Question

One mole of an ideal gas expands reversibly at a constant temperature of $300\mathrm{K}$ from an initial volume of $10\mathrm{L}$ to a final volume of $20\mathrm{L}$. What will be the work done in expanding the gas?

• A. $750\mathrm{J}$
• B. $1500\mathrm{J}$
• C. $1728\mathrm{J}$
• D. $3456\mathrm{J}$

Answer 1

The correct option is C

$1728\mathrm{J}$

Explanation for Correct Answer:

Option C $1728\mathrm{J}$

Step 1 Given data:

Temperature, $\mathrm{T}=300\mathrm{K}$

Volume, ${\mathrm{V}}_1=10\mathrm{L}$

Volume, ${\mathrm{V}}_2=20\mathrm{L}$

Step 2 Work done:

Here, one mole of an ideal gas expands reversibly at a constant temperature.
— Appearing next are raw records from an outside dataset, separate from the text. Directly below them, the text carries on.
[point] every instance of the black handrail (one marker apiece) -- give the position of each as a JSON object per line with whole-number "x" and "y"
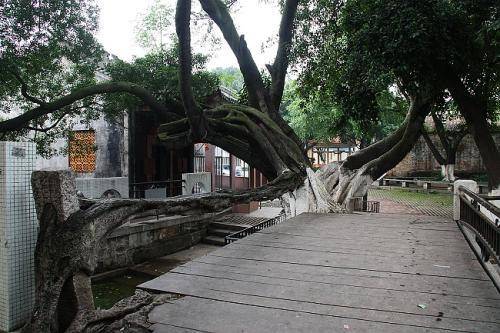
{"x": 253, "y": 229}
{"x": 473, "y": 210}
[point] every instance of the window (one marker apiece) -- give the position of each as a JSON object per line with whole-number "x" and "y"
{"x": 82, "y": 151}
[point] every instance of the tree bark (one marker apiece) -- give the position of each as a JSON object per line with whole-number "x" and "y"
{"x": 24, "y": 119}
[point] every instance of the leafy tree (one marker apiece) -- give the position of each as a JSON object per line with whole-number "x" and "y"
{"x": 353, "y": 49}
{"x": 157, "y": 72}
{"x": 450, "y": 129}
{"x": 153, "y": 31}
{"x": 230, "y": 77}
{"x": 362, "y": 46}
{"x": 52, "y": 39}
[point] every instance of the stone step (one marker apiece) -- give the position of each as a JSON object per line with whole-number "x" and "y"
{"x": 214, "y": 240}
{"x": 220, "y": 232}
{"x": 228, "y": 226}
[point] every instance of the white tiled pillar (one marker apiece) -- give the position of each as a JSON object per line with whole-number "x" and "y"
{"x": 18, "y": 233}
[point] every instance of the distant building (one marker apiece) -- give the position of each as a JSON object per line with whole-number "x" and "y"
{"x": 327, "y": 152}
For, the isothermal process, the work done is given by,

$$\begin{gathered} \mathrm{W}=\mu {\mathrm{RTlog}}_{\mathrm{e}}\frac{{\mathrm{V}}_2}{{\mathrm{V}}_1} \\ \mathrm{W}=1\times 8.31\times 300{\log }_{\mathrm{e}}\frac{20}{10} \\ \mathrm{W}=1728\mathrm{J} \end{gathered}$$

Therefore, the work done for one mole of an ideal gas expands reversibly at a constant temperature is $1728\mathrm{J}$.